Earlier this week, Simon Newman resigned as president of Mt. St. Mary’s College in Maryland.  This ended a failed attempt by the College to bring in a president with no higher education experience but lots of business acumen.  As reported in The Chronicle of Higher Education:

“With his resignation as president of Mount St. Mary’s University of Maryland, Simon P. Newman closed out a tenure that had become synonymous with an emerging brand of corporate-style college leadership.

Mr. Newman’s presidency reads as a failed experiment. Before he was hired, in late 2014, Mr. Newman had no experience in higher-education administration. But his background as a financier made Mr. Newman a plausible candidate to reinvigorate a small, tuition-dependent Roman Catholic college struggling to stay relevant in a crowded marketplace.

It didn’t work.

At a time when a good number of university trustees are looking for nontraditional leaders to shake things up, Mr. Newman’s turbulent ride at Mount St. Mary’s may well serve as a cautionary tale. For all of the fresh thinking and clear-eyed business sense that he brought to the job, professors say that Mr. Newman simply failed to appreciate the profound cultural divide between Wall Street and academe.
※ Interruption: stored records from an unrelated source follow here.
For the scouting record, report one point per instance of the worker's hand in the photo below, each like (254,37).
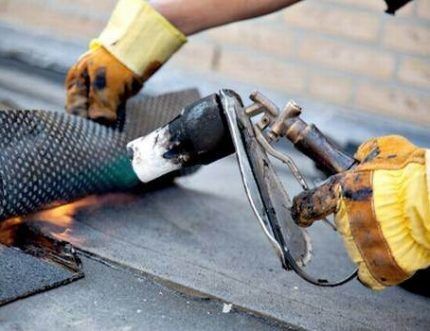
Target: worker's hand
(382,210)
(135,43)
(97,84)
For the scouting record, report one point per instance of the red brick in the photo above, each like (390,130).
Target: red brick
(416,72)
(394,102)
(407,38)
(345,57)
(322,19)
(262,71)
(330,88)
(423,9)
(264,38)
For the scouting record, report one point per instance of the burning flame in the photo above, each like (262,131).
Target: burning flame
(58,219)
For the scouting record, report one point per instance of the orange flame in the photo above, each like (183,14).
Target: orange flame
(58,220)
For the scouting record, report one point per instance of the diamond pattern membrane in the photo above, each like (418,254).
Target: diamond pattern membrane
(49,156)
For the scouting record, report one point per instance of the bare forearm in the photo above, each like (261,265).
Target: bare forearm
(192,16)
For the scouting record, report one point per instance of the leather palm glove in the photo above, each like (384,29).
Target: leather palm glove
(382,210)
(135,43)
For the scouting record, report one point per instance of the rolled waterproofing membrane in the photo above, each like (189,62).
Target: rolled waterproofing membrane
(49,157)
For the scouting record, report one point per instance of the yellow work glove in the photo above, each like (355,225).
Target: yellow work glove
(382,210)
(135,43)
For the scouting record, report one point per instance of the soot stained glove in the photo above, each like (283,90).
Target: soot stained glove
(382,210)
(134,45)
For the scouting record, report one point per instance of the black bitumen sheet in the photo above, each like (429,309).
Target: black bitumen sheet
(22,275)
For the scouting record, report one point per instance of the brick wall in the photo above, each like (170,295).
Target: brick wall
(345,52)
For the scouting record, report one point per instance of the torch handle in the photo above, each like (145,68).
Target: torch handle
(308,139)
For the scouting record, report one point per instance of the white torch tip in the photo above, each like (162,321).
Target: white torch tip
(148,154)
It was Mr. Newman’s blunt style, which played just fine in the high-octane investment world, that brought his university presidency to a point of crisis several weeks ago. Describing a novel retention plan that would encourage struggling students to drop out before they could be counted as failures under federal rules for measuring graduation rates, Mr. Newman purportedly used a graphic analogy that would come to define him.

“This is hard for you because you think of the students as cuddly bunnies, but you can’t,” Mr. Newman is alleged to have told a professor. “You just have to drown the bunnies … put a Glock to their heads.”

Colorful language aside, Mr. Newman has said he merely wanted to give students a chance to get their money back if they were unlikely to finish.

The comments shocked many, but such talk would not have been out of place in Mr. Newman’s former life. And a fuller look at his corporate background shows that he was probably a poor fit from the start for the church-affiliated liberal-arts college.

An expatriate from England, Mr. Newman settled in Los Angeles in the 1990s and became a player in private equity. In that high-risk realm of investing, managers like Mr. Newman arrange buyouts of companies and try to make them more profitable, sometimes by laying off people and cutting benefits. At Mount St. Mary’s, Mr. Newman employed the same tactics.”

The hiring of corporate leaders as presidents is a trend to watch.  Similar appointments have recently been made at Bowdoin College, Muhlenberg College, and the University of Iowa.  We need to see how these appointments play out.